I knew I'd hit a touchy subject as soon as he started massaging my right buttock.
I lay face-down on a massage table in a Willamette Week conference room; the man giving me a rubdown was Mike Jones. Jones is the Denver-based masseur and escort who last fall brought down Ted Haggard, the anti-gay Colorado pastor and president of the 3-million-strong National Association of Evangelicals—an organization with ties to Bush and, lo and behold, male prostitutes. Because of his "job," I asked Jones if he'd give me a massage instead of just an interview for his book, I Had to Say Something, which he was in town to promote.
Jones said this was the first massage he'd given since going public. As I took off my pants, Jones asked if he could take off his shirt. His 50-year-old physique hid his age well, except for his eyes, which looked tired as he talked of his past (he first got paid for sex while in his teens) and patrons, including preachers like Haggard who made up 15 percent of his clientele and paid his $200 fee in ones and fives. "It's sad," he said as he worked his hands down my back. "I knew it was from the collection plate."
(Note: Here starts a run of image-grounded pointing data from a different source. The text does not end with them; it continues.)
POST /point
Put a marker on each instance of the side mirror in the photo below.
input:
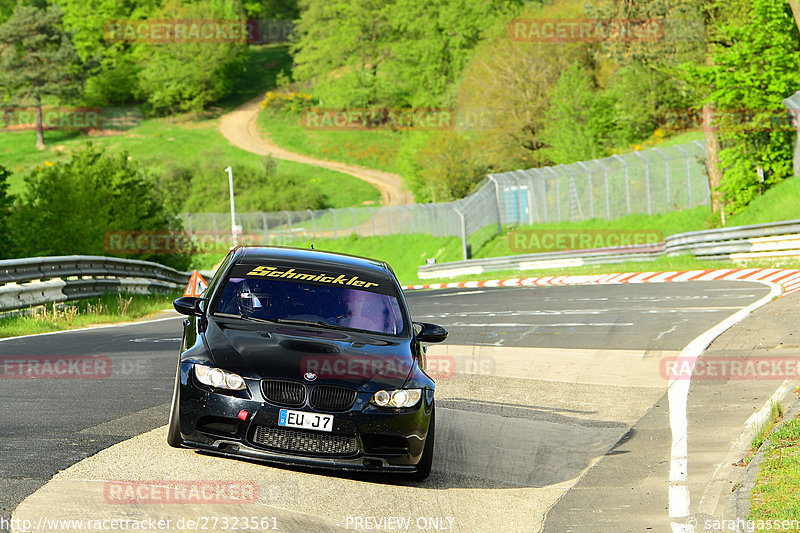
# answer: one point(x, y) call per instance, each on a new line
point(190, 305)
point(430, 332)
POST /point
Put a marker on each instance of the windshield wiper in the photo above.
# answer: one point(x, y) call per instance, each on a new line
point(246, 317)
point(318, 323)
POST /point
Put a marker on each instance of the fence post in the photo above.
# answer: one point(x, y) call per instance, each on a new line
point(214, 223)
point(497, 194)
point(591, 189)
point(288, 220)
point(335, 222)
point(703, 149)
point(543, 181)
point(605, 181)
point(666, 174)
point(627, 184)
point(313, 224)
point(463, 233)
point(558, 192)
point(529, 194)
point(687, 157)
point(646, 177)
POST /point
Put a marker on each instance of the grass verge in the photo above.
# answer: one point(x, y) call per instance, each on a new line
point(774, 496)
point(107, 309)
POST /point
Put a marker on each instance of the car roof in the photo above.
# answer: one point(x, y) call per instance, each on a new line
point(258, 254)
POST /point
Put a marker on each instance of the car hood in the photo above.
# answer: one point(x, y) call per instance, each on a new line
point(285, 351)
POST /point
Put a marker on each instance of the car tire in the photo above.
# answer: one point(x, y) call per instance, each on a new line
point(174, 430)
point(426, 461)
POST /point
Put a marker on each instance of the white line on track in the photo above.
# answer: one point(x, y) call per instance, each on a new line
point(678, 395)
point(91, 328)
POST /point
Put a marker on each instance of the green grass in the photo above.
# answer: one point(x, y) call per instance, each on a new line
point(158, 142)
point(775, 414)
point(108, 309)
point(774, 496)
point(666, 224)
point(380, 150)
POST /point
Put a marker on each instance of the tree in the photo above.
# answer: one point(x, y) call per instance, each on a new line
point(395, 53)
point(342, 46)
point(754, 66)
point(578, 122)
point(111, 78)
point(449, 166)
point(433, 41)
point(507, 86)
point(38, 60)
point(187, 76)
point(69, 207)
point(689, 29)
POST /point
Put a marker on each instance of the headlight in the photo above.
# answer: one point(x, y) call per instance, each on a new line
point(397, 398)
point(220, 379)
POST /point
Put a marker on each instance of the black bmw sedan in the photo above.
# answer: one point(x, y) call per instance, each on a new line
point(305, 357)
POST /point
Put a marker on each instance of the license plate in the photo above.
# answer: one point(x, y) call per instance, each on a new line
point(302, 419)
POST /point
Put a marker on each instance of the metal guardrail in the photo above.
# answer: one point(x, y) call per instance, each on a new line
point(42, 280)
point(774, 239)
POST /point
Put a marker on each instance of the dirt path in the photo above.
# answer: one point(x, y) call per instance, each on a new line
point(241, 129)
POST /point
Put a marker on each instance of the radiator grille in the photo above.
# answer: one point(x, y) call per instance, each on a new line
point(287, 393)
point(297, 440)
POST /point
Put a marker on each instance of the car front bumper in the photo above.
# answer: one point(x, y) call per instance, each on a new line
point(363, 438)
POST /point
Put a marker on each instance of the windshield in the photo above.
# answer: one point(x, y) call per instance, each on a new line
point(322, 305)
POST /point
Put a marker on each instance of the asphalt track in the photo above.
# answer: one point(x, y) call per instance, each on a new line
point(548, 380)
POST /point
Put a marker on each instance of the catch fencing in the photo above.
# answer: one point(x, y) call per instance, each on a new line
point(642, 182)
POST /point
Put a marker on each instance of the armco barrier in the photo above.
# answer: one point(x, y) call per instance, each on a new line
point(774, 239)
point(42, 280)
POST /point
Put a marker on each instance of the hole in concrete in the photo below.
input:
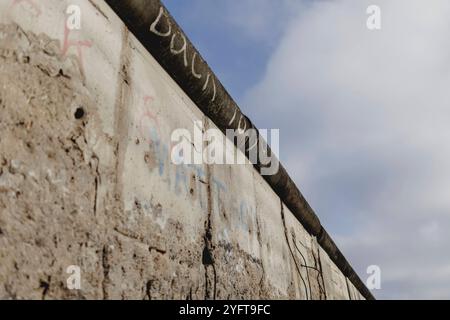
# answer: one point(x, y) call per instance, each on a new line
point(79, 113)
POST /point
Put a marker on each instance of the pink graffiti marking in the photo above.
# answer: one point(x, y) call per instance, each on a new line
point(79, 44)
point(32, 3)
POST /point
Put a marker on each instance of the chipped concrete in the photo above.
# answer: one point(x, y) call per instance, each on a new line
point(86, 180)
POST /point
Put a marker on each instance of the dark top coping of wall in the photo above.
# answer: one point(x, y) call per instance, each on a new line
point(155, 28)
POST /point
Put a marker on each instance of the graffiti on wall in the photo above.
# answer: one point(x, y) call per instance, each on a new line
point(184, 180)
point(162, 27)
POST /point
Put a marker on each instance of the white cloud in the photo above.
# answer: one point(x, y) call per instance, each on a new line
point(365, 124)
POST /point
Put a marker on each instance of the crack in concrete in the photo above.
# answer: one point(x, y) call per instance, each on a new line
point(291, 251)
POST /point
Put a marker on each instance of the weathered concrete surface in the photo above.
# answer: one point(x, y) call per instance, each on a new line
point(86, 179)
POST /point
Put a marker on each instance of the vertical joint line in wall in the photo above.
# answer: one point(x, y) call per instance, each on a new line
point(321, 284)
point(207, 257)
point(105, 266)
point(305, 265)
point(120, 115)
point(348, 289)
point(290, 249)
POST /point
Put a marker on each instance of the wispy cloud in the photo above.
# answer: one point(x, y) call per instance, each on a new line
point(364, 120)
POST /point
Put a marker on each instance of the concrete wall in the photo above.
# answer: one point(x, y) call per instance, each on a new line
point(86, 179)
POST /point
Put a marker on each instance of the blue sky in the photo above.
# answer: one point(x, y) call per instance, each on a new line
point(364, 118)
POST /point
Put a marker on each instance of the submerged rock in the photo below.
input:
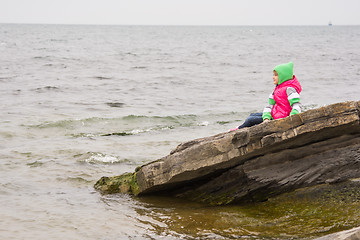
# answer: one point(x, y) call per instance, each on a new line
point(352, 234)
point(319, 146)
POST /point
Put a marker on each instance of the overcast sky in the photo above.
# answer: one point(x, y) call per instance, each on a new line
point(182, 12)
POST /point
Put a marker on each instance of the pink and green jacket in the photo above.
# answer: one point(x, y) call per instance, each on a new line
point(285, 100)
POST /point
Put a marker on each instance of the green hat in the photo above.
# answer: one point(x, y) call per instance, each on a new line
point(285, 71)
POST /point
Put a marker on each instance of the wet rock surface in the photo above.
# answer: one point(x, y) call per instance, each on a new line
point(319, 146)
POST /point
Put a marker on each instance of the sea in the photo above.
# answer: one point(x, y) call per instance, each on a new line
point(78, 102)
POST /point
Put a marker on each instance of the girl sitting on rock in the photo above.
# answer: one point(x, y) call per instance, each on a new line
point(283, 102)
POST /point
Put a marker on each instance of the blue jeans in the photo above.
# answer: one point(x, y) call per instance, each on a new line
point(253, 119)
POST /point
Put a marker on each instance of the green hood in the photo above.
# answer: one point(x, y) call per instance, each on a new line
point(285, 71)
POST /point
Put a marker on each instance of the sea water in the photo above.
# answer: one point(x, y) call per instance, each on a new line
point(81, 102)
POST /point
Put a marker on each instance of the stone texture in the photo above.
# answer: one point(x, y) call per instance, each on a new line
point(352, 234)
point(317, 146)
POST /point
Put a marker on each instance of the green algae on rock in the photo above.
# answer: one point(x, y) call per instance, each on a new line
point(125, 183)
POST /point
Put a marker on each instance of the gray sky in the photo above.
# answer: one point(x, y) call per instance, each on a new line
point(182, 12)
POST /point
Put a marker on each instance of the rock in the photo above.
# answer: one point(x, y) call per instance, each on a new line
point(352, 234)
point(252, 164)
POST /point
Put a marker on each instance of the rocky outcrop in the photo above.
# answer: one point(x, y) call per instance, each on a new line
point(352, 234)
point(252, 164)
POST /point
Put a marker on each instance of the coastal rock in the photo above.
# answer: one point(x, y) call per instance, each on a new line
point(352, 234)
point(252, 164)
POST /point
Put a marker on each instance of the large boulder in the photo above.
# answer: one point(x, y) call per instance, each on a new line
point(251, 164)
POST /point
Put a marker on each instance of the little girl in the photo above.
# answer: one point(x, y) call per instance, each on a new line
point(285, 99)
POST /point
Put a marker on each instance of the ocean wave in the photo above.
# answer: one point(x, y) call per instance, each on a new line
point(135, 124)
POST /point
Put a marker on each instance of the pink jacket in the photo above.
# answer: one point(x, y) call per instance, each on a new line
point(282, 106)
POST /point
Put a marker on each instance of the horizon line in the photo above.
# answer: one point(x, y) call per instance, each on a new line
point(183, 25)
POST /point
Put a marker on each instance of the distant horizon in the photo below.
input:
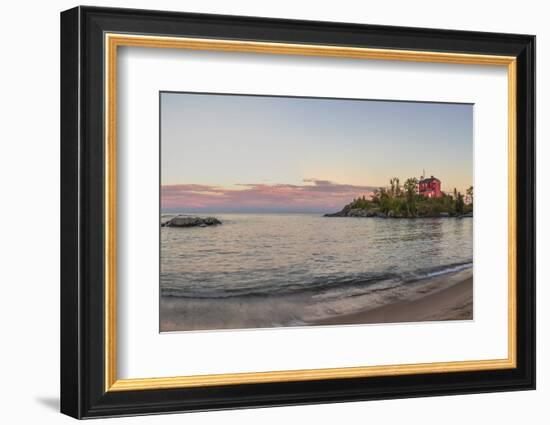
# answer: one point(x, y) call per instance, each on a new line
point(256, 154)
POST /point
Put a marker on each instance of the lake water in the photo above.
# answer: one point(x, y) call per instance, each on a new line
point(291, 268)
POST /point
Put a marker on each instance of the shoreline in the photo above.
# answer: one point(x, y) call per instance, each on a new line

Far from a hard-shelled hooker, Jones was sensitive to what both he and Haggard have gone through. "Neither of us won in this situation," said Jones. If Pastor Ted's life has been hell since he was outed as a hypocrite, so has Jones' for being a narc. "I've lost everything," said Jones. "People [in Denver] hate I'm getting all this attention, especially gay people. They're jealous."
His touch become faint as he spoke of the isolation he feels from his fellow queers, who, he says, turned on him as soon as the story broke. Far from being a heroic grand marshal of pride parades, Jones says he's the pariah of a group he's tried hard to protect: "Could it have hurt the Human Rights Campaign to call me up and say, 'Mike, are you OK?'" As he spoke of spending holidays alone, I had to remind myself I wasn't talking to Mother Teresa. This was a man who turned tricks for cash, and who had a book to sell. Still....
"I'm a good person," says Jones. "I would do anything for anybody." In his 256-page tell-all, he writes of patrons with AIDS and double amputations. "Those men needed me. I was there for them." Including Haggard. Sharing thoughts of taking his own life, he seemed more concerned about Pastor Ted killing himself. "I wouldn't have survived if he'd committed suicide."
As he pawed at my back, I felt he was trying to pick a scab. "I'm 50 years old and lost. I'd love to get massaged for a change instead of massaging everyone else. But, for the most part, sex bores me." This from a man who continued to touch my ass every time I asked a hard question. "My body's been my calling card, but it's also been a curse because people just use you and throw you away when they're done playing with you. There's more to Mike Jones than just that part."
So, how was the massage? It really sucked. But somehow Jones still got under my skin. And that is what I call a happy ending.